The Honda Civic Hybrid gets between 46 and 51 miles per gallon and costs between $20,000 and $21,000, Frame said. The Insight, a compact hybrid that starts around $19,000, is rated at about 65 miles per gallon.
“The Insight is a two-seater and doesn’t fill a lot of bills for people,” Frame said. “You can hardly put groceries in them, but people like them as commuter cars.”
Families are more attracted to the four-door Civic model, she said.
Both Honda and Toyota plan to unveil new hybrid models in 2005. Toyota will turn its Highlander SUV into a hybrid, and Honda will add a V6 Accord hybrid in the new year.
Baine Kerr bought a Honda Insight — Honda’s first foray into the hybrid car market — the first year it came out, in 2000.
A small two-seater that runs on both gasoline and electricity, the Insight is “cool looking and fun to drive,” Kerr said.
“The fuel economy looked really interesting, and the environmental cleanliness was a great attraction,” he said, adding that since he does a lot of in-town driving in Boulder and Denver, he doesn’t “maximize the fuel economy. My lifetime fuel economy is 52.5 miles per gallon.”
His only road trip since he bought the car was to San Antonio, Texas.
“I got within less than 200 miles of San Antonio, about 760 miles, on one 10-gallon tank of gas,” Kerr said.
The Boulder attorney added that he has to fill up so rarely that he often forgets which side of the car the gas cap is on.
The Insight, like the Civic Hybrid, has a battery pack backup. When the cars stop at a stoplight, the engine shuts off. The moment the driver takes his foot of the brake or clutch, the engine turns on again, with an extra boost from the battery pack.
The act of braking recharges the battery.
Karen Hunter, who bought a Honda Civic Hybrid in October, said she and her husband worried about wearing the car’s battery down by driving into the mountains.
But after driving from Longmont to Estes Park, over Trail Ridge Road and back to town through Golden, she found that her car got 50.3 miles per gallon on that tank and its battery level never dipped. The car averages 47 miles per gallon in town, she said.
Hunter said she has always been interested in science and “also very concerned about our environment,” so she decided to practice what she preached by trying to consume less.
“I’ll never buy a regular car again,” she said. “This is such an economical way to go.
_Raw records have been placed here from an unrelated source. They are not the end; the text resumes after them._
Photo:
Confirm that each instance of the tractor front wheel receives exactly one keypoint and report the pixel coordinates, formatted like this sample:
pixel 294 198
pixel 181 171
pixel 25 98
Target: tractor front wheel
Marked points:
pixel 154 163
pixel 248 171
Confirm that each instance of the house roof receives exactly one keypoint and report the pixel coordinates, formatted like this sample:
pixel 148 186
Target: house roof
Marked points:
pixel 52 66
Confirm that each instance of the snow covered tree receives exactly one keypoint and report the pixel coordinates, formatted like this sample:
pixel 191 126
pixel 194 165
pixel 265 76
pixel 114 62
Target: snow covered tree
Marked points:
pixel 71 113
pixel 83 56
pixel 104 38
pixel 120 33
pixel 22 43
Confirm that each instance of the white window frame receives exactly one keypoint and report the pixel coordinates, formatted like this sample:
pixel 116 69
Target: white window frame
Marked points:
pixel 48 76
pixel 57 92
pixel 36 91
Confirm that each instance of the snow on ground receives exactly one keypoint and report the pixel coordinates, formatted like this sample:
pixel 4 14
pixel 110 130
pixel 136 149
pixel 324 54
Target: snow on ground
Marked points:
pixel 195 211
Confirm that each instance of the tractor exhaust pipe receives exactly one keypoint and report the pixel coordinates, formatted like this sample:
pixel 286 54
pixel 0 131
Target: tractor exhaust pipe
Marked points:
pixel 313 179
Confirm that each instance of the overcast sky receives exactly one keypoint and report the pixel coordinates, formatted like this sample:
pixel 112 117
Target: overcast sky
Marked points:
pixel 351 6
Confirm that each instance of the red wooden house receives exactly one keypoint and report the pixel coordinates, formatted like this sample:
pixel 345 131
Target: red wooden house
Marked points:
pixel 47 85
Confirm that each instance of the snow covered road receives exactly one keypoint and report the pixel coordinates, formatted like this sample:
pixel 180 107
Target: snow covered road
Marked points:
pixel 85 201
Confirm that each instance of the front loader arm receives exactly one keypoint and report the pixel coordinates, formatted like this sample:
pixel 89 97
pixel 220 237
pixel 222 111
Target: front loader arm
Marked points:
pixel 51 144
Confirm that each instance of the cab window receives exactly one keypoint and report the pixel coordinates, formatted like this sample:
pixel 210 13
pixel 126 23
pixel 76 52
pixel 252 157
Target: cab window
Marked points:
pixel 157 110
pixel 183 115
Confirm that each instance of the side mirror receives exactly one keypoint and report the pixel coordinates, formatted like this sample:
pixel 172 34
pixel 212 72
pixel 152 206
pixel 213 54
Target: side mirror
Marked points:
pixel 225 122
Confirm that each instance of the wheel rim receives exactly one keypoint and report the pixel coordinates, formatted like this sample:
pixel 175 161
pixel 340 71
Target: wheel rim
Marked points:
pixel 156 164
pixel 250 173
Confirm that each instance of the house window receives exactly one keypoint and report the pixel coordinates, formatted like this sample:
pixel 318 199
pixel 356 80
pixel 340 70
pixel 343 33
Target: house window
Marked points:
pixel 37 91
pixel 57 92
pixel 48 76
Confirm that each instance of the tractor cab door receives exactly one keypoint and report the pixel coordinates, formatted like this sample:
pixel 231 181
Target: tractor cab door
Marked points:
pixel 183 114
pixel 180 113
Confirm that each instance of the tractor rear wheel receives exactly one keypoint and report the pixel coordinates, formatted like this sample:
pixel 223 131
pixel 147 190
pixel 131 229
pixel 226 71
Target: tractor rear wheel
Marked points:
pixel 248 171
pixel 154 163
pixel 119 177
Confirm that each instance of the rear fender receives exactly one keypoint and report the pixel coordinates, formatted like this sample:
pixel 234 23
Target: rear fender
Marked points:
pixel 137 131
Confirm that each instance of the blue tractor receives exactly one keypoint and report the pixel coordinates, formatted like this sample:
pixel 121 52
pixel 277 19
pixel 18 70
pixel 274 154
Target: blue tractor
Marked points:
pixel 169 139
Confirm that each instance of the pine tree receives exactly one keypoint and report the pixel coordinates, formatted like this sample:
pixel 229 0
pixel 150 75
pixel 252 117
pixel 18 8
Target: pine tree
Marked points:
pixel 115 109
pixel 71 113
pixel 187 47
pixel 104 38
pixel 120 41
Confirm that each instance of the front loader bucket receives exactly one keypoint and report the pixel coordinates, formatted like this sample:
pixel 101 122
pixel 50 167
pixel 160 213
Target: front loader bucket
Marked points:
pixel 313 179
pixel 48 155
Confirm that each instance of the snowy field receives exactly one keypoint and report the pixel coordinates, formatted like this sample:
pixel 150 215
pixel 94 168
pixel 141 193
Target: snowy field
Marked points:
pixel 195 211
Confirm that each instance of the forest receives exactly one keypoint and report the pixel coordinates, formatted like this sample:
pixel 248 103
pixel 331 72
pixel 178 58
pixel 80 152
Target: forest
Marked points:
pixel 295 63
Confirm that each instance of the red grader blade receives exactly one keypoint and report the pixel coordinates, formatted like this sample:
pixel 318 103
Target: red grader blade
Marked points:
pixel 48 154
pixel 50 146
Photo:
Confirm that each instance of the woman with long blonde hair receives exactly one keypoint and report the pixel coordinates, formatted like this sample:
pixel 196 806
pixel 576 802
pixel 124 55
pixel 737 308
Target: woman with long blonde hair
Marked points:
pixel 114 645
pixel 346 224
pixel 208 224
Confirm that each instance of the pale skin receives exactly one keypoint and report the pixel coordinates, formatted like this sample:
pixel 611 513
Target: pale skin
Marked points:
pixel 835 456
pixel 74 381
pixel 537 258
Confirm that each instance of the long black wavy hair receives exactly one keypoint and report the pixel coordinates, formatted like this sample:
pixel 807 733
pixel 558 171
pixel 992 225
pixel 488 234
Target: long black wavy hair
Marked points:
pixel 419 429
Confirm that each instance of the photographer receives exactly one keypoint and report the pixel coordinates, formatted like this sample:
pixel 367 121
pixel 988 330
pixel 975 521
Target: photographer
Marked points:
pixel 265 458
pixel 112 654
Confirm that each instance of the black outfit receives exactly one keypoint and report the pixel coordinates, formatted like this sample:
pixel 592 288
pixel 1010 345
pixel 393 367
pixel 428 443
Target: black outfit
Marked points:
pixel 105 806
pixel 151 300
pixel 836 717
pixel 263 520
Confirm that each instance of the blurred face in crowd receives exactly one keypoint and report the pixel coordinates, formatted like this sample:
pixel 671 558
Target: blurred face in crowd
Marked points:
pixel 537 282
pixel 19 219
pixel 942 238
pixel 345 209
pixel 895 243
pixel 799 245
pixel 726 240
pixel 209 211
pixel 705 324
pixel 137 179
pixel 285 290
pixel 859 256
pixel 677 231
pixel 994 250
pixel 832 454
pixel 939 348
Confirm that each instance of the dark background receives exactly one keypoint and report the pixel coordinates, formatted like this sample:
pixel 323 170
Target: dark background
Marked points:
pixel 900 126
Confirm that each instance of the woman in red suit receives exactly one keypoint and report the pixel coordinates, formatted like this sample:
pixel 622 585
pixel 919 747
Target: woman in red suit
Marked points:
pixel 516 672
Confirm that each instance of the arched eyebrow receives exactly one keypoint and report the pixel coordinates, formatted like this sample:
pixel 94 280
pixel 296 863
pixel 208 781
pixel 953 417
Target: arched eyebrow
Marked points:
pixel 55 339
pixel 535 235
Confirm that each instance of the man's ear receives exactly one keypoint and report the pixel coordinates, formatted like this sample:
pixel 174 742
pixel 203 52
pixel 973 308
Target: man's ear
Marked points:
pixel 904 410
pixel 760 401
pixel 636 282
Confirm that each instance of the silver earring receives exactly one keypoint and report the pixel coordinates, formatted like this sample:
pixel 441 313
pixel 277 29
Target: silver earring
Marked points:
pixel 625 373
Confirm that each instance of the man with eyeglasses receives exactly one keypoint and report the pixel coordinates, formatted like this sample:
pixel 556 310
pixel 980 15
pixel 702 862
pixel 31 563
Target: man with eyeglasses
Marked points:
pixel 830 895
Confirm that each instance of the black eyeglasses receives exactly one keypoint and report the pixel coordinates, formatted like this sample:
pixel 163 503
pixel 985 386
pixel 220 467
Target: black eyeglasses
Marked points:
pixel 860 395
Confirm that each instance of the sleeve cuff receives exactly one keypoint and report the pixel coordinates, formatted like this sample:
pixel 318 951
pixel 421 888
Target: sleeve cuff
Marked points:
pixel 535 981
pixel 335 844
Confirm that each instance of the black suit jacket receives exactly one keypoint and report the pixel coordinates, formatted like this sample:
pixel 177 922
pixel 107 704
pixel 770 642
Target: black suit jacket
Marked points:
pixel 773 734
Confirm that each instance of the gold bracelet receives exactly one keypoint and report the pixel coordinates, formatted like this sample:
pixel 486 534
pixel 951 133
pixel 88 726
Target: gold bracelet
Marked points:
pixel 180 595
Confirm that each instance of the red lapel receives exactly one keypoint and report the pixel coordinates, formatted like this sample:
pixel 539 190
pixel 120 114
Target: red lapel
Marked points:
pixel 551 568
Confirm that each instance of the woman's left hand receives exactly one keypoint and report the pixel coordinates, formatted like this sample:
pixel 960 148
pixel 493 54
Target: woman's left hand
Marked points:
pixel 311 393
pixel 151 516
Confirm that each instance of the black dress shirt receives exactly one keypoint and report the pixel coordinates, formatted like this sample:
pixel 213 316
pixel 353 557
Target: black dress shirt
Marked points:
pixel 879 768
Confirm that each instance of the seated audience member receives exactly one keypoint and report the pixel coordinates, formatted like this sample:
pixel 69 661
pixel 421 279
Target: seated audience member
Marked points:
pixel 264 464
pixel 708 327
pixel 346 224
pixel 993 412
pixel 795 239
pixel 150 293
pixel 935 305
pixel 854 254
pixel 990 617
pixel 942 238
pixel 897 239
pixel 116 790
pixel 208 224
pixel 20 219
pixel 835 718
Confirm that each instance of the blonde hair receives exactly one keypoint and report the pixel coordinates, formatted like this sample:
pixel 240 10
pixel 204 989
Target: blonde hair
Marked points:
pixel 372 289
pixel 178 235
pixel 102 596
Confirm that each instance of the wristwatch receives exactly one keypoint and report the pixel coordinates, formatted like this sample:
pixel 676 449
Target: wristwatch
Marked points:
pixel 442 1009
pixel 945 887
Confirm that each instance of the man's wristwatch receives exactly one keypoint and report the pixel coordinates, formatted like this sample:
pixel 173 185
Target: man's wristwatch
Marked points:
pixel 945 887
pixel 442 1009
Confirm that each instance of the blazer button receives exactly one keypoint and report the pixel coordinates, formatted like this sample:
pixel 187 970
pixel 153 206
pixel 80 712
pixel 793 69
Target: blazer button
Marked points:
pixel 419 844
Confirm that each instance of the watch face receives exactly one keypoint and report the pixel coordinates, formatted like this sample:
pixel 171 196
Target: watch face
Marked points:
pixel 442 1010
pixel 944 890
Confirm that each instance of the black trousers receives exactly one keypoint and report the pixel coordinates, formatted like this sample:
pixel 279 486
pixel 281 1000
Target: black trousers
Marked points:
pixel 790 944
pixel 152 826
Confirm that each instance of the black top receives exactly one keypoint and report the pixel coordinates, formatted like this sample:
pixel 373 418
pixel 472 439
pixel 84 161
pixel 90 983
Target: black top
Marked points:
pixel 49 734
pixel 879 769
I
really hope they take off.”
Stapp said the reason the Prius has a waiting list and the Honda Civic Hybrid does not is that the Prius is a “true hybrid.”
Unlike the Civic, which uses electricity to give the gasoline engine a boost, the Prius can run on either electricity, gasoline or both at the same time, he said.
“I think a lot of people want to try and have the newest technology and help the environment,” Stapp said.